The User Experience Will Continue To Fragment As We Evolve To An Internet Of Things

It has taken me a while to respond to a post I read this weekend, by Mike Caulfield (@holden) called Revenge of the OS. In short he points out the fragment world we live in with all of our apps, and the shortcoming of tech companies to actually deliver a solution that truly works for end-users.

Our desktop computer has always been the doorway to our digital worlds, and then came the Internet, and the Web 2.0 age where iGoogle (now dead), Facebook Apps (how many apps do you use these days), and other “mega-services” promised to be the doorway to our now online digital worlds.

Mike talks about how his daughter, who 4 years ago depended on Facebook to access her world, now “moves fluidly between Tumblr, Snapchat, Instagram, and Vine accounts, with the notifications panel her point of integration”. Our devices have become the doorway to our online, digital lives.

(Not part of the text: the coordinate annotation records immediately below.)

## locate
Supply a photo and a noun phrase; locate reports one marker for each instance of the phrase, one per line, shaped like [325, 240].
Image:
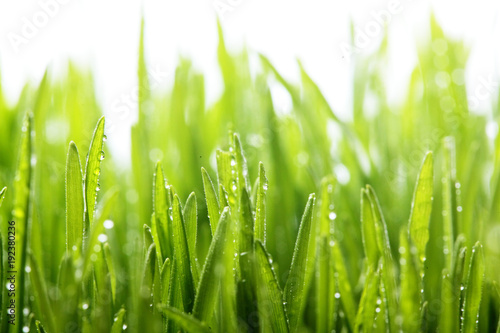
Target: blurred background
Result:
[104, 36]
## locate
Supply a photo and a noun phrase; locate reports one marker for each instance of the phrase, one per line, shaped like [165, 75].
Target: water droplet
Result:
[108, 224]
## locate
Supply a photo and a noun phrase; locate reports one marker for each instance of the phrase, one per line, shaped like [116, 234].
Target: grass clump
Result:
[102, 249]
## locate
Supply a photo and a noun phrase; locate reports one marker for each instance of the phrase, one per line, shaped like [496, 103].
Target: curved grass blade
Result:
[473, 290]
[272, 313]
[260, 209]
[421, 207]
[295, 291]
[2, 195]
[208, 288]
[185, 321]
[118, 324]
[182, 256]
[74, 202]
[212, 201]
[21, 212]
[368, 231]
[191, 226]
[160, 210]
[93, 171]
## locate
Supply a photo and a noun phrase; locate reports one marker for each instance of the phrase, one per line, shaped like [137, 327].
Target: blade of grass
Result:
[208, 287]
[473, 290]
[295, 291]
[191, 226]
[74, 202]
[185, 321]
[272, 312]
[421, 207]
[212, 201]
[182, 255]
[260, 211]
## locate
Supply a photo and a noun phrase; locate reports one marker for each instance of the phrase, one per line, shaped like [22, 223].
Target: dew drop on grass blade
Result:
[118, 322]
[272, 315]
[212, 201]
[74, 202]
[295, 291]
[207, 291]
[421, 207]
[21, 211]
[409, 285]
[260, 209]
[191, 226]
[473, 290]
[185, 321]
[182, 256]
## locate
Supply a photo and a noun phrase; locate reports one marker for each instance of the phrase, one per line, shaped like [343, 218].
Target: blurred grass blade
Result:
[272, 315]
[41, 295]
[473, 290]
[207, 291]
[409, 286]
[74, 202]
[295, 291]
[191, 226]
[421, 207]
[185, 321]
[212, 201]
[260, 209]
[182, 256]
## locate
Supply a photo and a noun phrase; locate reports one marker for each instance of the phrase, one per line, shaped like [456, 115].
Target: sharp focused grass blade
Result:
[118, 324]
[473, 290]
[208, 287]
[191, 226]
[421, 207]
[160, 210]
[295, 291]
[185, 321]
[212, 201]
[272, 315]
[21, 213]
[93, 170]
[260, 211]
[74, 202]
[181, 253]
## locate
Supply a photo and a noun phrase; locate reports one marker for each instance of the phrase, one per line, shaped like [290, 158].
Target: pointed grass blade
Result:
[421, 207]
[208, 288]
[295, 291]
[272, 313]
[74, 202]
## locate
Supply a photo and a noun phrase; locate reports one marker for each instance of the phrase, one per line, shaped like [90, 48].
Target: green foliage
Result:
[242, 254]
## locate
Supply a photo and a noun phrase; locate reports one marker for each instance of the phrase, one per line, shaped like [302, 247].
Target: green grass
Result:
[108, 249]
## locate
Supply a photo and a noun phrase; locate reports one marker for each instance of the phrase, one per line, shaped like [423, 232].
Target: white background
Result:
[103, 35]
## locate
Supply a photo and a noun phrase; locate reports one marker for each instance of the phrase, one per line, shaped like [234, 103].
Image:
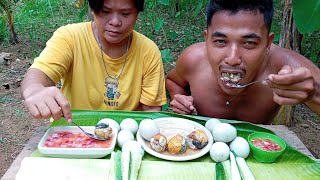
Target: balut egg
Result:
[197, 139]
[158, 142]
[224, 132]
[177, 144]
[148, 128]
[219, 151]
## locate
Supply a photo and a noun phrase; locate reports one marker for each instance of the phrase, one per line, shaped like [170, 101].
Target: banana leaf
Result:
[292, 164]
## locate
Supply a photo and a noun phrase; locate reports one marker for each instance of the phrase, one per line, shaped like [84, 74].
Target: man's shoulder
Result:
[279, 56]
[75, 27]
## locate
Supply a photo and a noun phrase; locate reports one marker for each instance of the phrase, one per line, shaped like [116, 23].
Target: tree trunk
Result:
[290, 39]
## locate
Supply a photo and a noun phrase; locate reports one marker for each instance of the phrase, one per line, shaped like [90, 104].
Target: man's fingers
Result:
[186, 101]
[180, 107]
[299, 75]
[179, 111]
[34, 111]
[44, 110]
[65, 107]
[298, 95]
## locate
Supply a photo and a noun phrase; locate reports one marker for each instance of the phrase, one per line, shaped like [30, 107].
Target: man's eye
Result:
[250, 43]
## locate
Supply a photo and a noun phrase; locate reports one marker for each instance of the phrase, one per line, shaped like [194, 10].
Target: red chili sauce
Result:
[74, 140]
[266, 144]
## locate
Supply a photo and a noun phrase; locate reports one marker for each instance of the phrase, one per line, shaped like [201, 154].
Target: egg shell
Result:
[177, 144]
[211, 123]
[219, 152]
[240, 146]
[224, 132]
[133, 147]
[111, 122]
[148, 128]
[158, 142]
[124, 136]
[129, 124]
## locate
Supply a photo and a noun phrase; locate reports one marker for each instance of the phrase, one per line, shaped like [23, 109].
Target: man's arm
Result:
[181, 101]
[42, 98]
[298, 80]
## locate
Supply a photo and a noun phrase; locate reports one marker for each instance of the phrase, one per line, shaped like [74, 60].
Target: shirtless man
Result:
[238, 49]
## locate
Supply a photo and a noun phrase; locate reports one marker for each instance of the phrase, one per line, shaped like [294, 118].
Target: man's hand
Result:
[183, 104]
[47, 102]
[292, 86]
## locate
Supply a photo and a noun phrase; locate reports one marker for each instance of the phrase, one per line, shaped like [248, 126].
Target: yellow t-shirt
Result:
[73, 55]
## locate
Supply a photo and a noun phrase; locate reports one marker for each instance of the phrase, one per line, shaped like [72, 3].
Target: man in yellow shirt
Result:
[104, 65]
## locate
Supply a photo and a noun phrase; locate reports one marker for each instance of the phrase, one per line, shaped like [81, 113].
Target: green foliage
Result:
[172, 24]
[306, 15]
[36, 20]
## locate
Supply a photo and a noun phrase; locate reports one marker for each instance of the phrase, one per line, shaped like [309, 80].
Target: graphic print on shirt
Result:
[112, 94]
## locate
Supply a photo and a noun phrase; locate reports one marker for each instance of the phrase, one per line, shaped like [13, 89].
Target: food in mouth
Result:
[231, 79]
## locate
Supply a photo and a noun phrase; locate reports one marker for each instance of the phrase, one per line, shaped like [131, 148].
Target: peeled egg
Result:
[240, 146]
[148, 128]
[211, 123]
[133, 147]
[219, 151]
[111, 122]
[124, 136]
[129, 124]
[224, 132]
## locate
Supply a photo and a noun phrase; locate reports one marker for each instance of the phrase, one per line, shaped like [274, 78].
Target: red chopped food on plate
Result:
[266, 144]
[74, 140]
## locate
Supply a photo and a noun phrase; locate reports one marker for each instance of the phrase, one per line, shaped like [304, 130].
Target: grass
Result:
[172, 30]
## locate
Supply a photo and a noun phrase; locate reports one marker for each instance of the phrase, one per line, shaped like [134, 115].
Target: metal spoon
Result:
[89, 134]
[238, 86]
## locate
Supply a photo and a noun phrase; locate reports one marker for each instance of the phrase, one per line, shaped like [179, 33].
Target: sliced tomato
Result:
[74, 140]
[266, 144]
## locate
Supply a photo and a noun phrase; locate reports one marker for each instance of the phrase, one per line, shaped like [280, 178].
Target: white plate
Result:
[172, 126]
[75, 152]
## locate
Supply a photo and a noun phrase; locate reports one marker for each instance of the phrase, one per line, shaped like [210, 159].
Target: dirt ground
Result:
[17, 126]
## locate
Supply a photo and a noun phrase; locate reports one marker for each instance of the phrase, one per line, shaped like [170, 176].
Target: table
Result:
[289, 136]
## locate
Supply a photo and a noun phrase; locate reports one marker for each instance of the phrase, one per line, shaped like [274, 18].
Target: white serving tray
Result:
[170, 126]
[75, 152]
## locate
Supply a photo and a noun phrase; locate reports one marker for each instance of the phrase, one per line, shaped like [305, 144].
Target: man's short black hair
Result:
[265, 7]
[97, 5]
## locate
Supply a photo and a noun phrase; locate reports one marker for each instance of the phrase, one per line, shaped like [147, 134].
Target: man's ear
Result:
[270, 39]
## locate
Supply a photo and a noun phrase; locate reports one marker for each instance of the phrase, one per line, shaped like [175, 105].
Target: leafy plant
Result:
[6, 6]
[306, 15]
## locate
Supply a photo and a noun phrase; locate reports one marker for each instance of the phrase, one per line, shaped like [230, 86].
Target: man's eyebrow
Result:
[218, 34]
[251, 36]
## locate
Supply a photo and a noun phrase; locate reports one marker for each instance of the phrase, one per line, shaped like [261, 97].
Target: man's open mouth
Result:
[231, 78]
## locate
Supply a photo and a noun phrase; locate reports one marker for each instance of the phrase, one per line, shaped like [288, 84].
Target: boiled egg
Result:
[240, 146]
[224, 132]
[211, 123]
[219, 151]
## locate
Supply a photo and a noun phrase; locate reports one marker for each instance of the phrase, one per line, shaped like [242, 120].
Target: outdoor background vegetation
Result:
[173, 26]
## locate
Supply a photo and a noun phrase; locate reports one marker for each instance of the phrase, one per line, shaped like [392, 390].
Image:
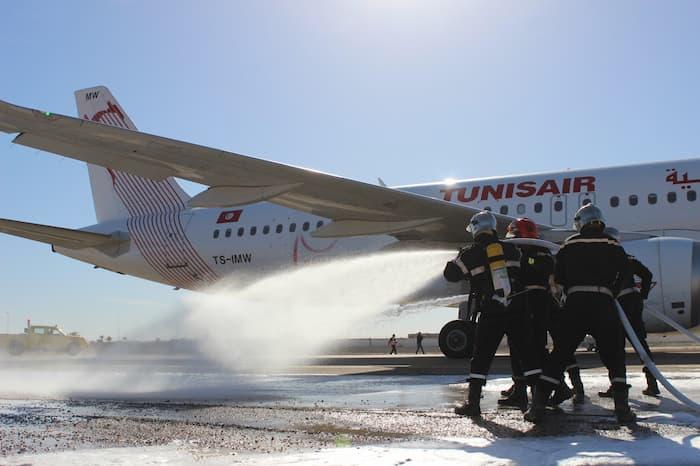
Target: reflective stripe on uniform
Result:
[549, 379]
[592, 240]
[458, 262]
[626, 291]
[589, 289]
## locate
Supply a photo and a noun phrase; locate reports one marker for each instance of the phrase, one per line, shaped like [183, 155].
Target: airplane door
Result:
[558, 210]
[586, 198]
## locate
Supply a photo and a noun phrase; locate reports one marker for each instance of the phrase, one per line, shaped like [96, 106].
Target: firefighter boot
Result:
[471, 407]
[622, 408]
[508, 391]
[575, 376]
[540, 396]
[561, 394]
[652, 387]
[518, 398]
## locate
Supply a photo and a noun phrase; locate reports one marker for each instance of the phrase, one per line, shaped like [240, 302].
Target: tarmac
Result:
[335, 409]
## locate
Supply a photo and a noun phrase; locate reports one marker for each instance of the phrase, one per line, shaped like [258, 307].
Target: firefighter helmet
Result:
[612, 232]
[589, 215]
[483, 222]
[523, 228]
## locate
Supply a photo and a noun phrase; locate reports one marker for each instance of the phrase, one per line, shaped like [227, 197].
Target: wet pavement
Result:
[336, 410]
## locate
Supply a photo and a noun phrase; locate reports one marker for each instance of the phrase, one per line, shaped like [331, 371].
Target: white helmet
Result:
[587, 215]
[612, 232]
[483, 222]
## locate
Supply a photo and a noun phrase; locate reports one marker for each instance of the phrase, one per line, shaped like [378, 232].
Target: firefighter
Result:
[493, 270]
[632, 301]
[536, 266]
[590, 266]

All of this is the result of tech companies, driven by their VC overlords, pushing to become the point of control for user identity and the pipes in which that users data flows—-at all costs! Sure these companies pay lip service to the interoperability that could fix this and employ OpenID, oAuth and use APIs, but without true investment and an honest belief in interoperability with other platforms, even competitors, it all means absolutely nothing.

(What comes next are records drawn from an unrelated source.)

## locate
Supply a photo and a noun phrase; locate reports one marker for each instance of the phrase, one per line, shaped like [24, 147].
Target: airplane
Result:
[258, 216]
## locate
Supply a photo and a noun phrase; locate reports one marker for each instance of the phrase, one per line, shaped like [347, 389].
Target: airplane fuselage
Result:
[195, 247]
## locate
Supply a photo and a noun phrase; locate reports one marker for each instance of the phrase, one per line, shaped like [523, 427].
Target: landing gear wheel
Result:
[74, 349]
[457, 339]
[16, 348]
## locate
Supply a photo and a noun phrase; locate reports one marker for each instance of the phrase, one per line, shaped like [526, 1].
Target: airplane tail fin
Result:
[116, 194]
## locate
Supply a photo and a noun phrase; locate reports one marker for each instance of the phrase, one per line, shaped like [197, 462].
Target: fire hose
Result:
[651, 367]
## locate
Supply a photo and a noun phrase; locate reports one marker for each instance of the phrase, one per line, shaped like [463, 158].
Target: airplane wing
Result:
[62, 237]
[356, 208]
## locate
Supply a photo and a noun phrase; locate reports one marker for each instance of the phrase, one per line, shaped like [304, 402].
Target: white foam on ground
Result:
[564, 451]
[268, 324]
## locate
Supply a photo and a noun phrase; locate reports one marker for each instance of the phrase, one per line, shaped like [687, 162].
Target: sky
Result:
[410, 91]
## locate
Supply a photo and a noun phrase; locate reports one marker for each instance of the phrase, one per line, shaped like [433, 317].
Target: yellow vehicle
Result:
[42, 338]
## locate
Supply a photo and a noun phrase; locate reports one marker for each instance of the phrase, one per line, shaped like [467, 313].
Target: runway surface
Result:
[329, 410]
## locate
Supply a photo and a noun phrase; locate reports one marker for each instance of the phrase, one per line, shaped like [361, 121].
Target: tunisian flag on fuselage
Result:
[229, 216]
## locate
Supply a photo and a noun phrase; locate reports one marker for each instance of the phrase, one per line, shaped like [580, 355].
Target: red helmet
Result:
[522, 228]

The tech giants have the power to lead, come together and establish strong openID or oAuth alliances, strengthening tools, simplifying user experience, but they don’t. Innovative startups like oAuth.io from Webshell, and Zapier are left to do the heavy lifting, and the user is still left with a fragmented, cumbersome experience as they jump from cloud to cloud, across potentially several devices like smart phone, laptop, xBox, and tablets.

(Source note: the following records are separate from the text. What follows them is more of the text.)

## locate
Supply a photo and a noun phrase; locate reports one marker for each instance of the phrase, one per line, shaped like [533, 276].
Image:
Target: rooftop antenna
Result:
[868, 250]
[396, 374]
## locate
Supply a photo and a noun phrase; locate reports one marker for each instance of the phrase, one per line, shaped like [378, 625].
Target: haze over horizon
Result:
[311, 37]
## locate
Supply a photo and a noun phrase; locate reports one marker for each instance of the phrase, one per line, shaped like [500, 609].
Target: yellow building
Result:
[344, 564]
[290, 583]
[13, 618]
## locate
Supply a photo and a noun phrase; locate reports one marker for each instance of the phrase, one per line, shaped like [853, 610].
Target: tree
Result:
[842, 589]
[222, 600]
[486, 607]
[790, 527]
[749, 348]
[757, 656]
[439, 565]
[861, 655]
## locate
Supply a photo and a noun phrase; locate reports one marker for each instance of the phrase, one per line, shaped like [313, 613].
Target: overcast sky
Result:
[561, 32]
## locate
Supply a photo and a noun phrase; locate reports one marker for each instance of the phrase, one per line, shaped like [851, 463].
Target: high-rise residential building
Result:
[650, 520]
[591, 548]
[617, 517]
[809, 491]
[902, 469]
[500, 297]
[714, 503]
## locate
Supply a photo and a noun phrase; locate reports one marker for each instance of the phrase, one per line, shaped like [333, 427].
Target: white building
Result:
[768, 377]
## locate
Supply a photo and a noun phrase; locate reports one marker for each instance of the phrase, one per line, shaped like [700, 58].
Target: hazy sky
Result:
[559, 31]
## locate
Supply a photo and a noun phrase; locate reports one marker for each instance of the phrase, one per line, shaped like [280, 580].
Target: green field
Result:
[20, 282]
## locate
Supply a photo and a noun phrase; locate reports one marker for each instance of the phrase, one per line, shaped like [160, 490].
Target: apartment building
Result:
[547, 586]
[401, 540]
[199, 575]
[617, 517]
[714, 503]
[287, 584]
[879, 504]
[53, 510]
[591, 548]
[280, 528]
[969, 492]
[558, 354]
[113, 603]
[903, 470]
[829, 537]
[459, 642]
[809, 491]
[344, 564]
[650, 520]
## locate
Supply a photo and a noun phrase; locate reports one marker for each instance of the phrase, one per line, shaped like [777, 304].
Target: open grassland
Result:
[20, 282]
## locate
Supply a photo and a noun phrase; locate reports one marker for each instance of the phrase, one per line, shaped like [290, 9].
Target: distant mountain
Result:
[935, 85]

This world is only going to get worse, tech companies of all sizes show very little interest in truly working together. Sure, there are anomalies, and every has their own APIs, but there are no meaningful API standards, very little sharing of API interface designs and no investment in common identity approaches and tooling.

This insanity will grow exponentially defined by the number of internet connected devices that we adopt, including phones and tablets, but is being extended to our cars, homes, clothing, glasses and much, much more.